Great companies don’t only get into new businesses, they know when to get out.  Look at GE – a company that sells almost as many businesses as it buys every year.  Another company following this practice is Philips (see chart here).  In the U.S. few people know much about Philips – although it is a global company with many successful products in multiple businesses. 

Philips sells consumer products, like radios, telephones, monitors, DVD players, cameras, webcams, Sonicare toothbrushes, Norelco razors, MP3 players and televisions.  It also sells medical systems – like CT scanners, ultrasound machines and heart defibrilators. It sells lighting systems which includes everything from home light bulbs to interior designs to products for lighting the exterior of office skyscrapers or religious temples. Philips was a pioneer in developing compact disc technology and optical storage devices and is a leader in high tech plastics and printed circuit board technology. (Read about Philips at its company web site here.)

Philips generated 2007 revenues of $39billion.  Founded and run out of the Netherlands, this is pretty remarkable.  The Netherlands has only 16.5million people!  The whole country’s population is about 2x the five buroughs of New York City – or the same as the New York metropolitan area.  Yet this company is bigger than DuPont, Intel, 3M and Merck – all members of the Dow Jones Industrial Average.  Founded in 1891, Philips has met the test of time, entering new markets, and growing both revenues and profits, for several decades.  Well resourced, Philips has created and implemented White Space to grow for longer than almost any company in the U.S.A.

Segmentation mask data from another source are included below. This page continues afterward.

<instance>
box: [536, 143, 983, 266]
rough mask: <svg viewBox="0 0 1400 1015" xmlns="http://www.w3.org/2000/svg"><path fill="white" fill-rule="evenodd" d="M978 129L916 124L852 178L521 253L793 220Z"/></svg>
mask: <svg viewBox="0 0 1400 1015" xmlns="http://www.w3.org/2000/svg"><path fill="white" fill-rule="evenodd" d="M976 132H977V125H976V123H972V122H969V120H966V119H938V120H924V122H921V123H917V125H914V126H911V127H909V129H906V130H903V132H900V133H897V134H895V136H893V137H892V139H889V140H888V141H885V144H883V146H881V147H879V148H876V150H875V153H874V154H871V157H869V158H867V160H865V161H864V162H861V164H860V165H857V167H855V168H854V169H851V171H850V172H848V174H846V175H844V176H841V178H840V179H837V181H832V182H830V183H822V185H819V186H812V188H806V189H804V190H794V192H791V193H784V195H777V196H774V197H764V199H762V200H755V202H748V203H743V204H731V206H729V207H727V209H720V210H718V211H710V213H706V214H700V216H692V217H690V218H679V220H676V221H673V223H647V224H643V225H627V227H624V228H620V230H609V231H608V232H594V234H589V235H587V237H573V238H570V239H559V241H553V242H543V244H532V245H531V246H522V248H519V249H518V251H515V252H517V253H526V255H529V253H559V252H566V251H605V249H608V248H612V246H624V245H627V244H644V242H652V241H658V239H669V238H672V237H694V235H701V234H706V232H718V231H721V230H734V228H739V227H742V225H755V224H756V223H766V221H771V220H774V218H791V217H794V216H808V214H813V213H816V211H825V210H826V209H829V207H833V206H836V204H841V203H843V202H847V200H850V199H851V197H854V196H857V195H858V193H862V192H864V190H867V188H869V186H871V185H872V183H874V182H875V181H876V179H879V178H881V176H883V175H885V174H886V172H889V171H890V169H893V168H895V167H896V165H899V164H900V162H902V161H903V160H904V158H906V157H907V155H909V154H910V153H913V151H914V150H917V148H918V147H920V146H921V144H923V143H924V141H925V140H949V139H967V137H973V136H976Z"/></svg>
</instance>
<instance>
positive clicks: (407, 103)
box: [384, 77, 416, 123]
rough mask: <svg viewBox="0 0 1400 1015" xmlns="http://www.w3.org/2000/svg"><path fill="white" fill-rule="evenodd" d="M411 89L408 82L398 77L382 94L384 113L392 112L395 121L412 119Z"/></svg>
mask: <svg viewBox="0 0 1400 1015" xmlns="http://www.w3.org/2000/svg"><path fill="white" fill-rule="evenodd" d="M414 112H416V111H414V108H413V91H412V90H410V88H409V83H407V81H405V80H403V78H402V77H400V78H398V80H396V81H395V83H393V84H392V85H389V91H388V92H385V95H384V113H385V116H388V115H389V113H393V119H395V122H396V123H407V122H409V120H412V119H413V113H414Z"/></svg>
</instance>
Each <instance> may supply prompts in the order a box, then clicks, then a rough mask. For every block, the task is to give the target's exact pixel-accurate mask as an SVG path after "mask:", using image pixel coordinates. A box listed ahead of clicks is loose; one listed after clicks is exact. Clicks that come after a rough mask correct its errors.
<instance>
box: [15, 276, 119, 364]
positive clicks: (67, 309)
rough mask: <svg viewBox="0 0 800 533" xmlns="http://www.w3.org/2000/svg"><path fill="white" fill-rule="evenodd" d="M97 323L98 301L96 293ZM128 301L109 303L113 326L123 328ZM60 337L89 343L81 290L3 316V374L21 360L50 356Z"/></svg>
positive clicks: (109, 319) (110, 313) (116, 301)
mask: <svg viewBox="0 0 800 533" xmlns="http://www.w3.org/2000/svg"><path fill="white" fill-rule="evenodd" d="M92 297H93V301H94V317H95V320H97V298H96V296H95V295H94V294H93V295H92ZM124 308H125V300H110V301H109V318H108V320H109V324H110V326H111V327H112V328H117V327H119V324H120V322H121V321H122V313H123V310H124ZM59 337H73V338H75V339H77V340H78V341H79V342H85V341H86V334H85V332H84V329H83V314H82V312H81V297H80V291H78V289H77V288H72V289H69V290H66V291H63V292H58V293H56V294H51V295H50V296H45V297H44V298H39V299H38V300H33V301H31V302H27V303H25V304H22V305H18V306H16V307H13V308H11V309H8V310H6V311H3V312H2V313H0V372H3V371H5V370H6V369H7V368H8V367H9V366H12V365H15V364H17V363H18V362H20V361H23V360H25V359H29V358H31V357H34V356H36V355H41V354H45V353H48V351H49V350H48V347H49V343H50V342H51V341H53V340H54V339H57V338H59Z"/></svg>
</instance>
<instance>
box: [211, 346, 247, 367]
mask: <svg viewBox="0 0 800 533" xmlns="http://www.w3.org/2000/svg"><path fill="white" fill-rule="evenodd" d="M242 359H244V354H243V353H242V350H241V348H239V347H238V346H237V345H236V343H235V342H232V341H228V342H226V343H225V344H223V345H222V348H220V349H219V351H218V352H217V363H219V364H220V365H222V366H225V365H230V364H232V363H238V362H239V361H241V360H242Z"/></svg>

Yet, today Philips announced it was going to quit making televisions for North America (read article here).  A pioneer, and leader, in flat panel televisions – a high growth product line in the consumer-centric U.S. market – Philips is abandoning manufacturing this $1.7Billion product line, shutting its Althanta headquarters.  Manufacturing for the Philips and Magnavox brands will transfer to Tokyo based Funai (which makes Emerson brand as well.)

Phoenix Principle companies not only are quick to Disrupt and implement White Space, they are quick to get out as well.  And here we see a large company, with big resources, walk away from manufacturing a product line that is huge WHILE GROWTH IS GOOD.  Long before the business slips into the Swamp Philips is looking ahead and changing course.  Rather than get trapped in a low-profit business as growth slows, they are getting out on the way up to maximize the value – while focusing precious resources on other opportunities.

All companies of all sizes can be fleet of foot.  Even large and aged ones.  It requires the discipline to be forward-focused on markets and opportunities rather than history focused.  It requires not getting blinded to think big businesses need Defend & Extend behavior – but rather the flexibility to move fast as markets move.  It requires a willingness to not rely on your own internal focus – and your own resource pool – when making decisions about future investments.  It requires the skill to realize that not all White Space is worth additional investment, and there are times to get out

Long term success requires overcoming Lock-in.  Not only by consistently setting up new White Space, but knowing when to get out of White Space rather than Lock-in on its efforts.  Constantly getting into new opportunities means, by definition, that not all are worth pursuing.  Some get out early, and others later.  It takes discipline to overcome Lock-in – and Philips has shown the knack for 10 decades.